トップページ ≫ 社会 ≫ 性的少数者たちの勇気あるパイオニア
社会
特に埼玉県、さいたま市の政治、経済などはじめ社会全般の出来事を迅速かつ分かりやすく提供。
「隣に住んでいたら嫌だ。見るのも嫌だ」とLGBTなど性的少数者に対する差別的発言をした首相秘書官が更迭された。彼は同性婚についても「秘書官室は全員反対」とまで言っていた。首相秘書官は特別職の国家公務員で、現政権では主要省庁出身の7人と首相の長男の計8人で全員男性だ。この発言の背景には、衆議院予算委員会で同性婚を巡り、「全ての国民にとっても家族観や価値観、社会が変わってしまう課題だ」という首相答弁があるからだ。首相や秘書官のこのような姿勢については党内保守派への配慮、さらには保守派と関係が深かった旧統一教会の主張との類似性まで指摘されている。
世界では欧米を中心に同性婚を認める法制定が進んでおり、日本でも性的少数者や同性婚に対する認識は大きく変化している。東京の新宿2丁目は世界最大級のゲイ・タウンになっており、同性愛者向けのバーなど数百軒が集中している。テレビのバラエティ番組ではオネエタレントは欠かせない存在になっている。
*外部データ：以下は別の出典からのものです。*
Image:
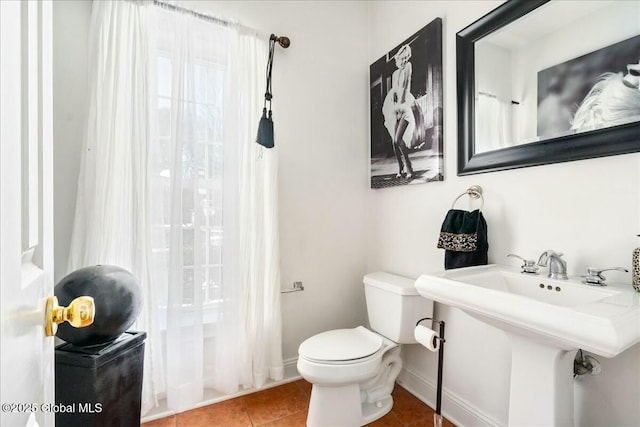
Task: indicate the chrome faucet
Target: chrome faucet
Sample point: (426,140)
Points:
(557,266)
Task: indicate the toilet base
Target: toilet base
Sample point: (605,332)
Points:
(334,407)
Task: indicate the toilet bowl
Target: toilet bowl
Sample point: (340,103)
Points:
(353,371)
首相秘書官の問題発言があった数日前、たまたまNHKテレビ「アナザーストーリーズ」では「オネエたちは闘った 知られざる勇気の系譜」を放送していた。IKKO、はるな愛などオネエタレントが人気を集めているが、その原点をたどると、みんなが「あの人のお陰」と口をそろえるパイオニアがいた。1973年にモロッコで命がけの性別適合手術を受け、男性から女性に転換したカルーセル麻紀だ。隠れるように生きていた人々に勇気を与えた闘いが番組で紹介された。
1970年代の終わり頃、つまり手術の数年後に、高級レストランシアター「赤坂コルドンブルー」でカルーセル麻紀が出演したショーを見たことがある。自分より大き目の女性ダンサーたちの真ん中で溌剌と踊っていた。左足の太股のバラの刺青が白い肌に映えた。手術には「そこまでしなくても」と思った私も、「よかったね、女になれて」との実感を抱いた。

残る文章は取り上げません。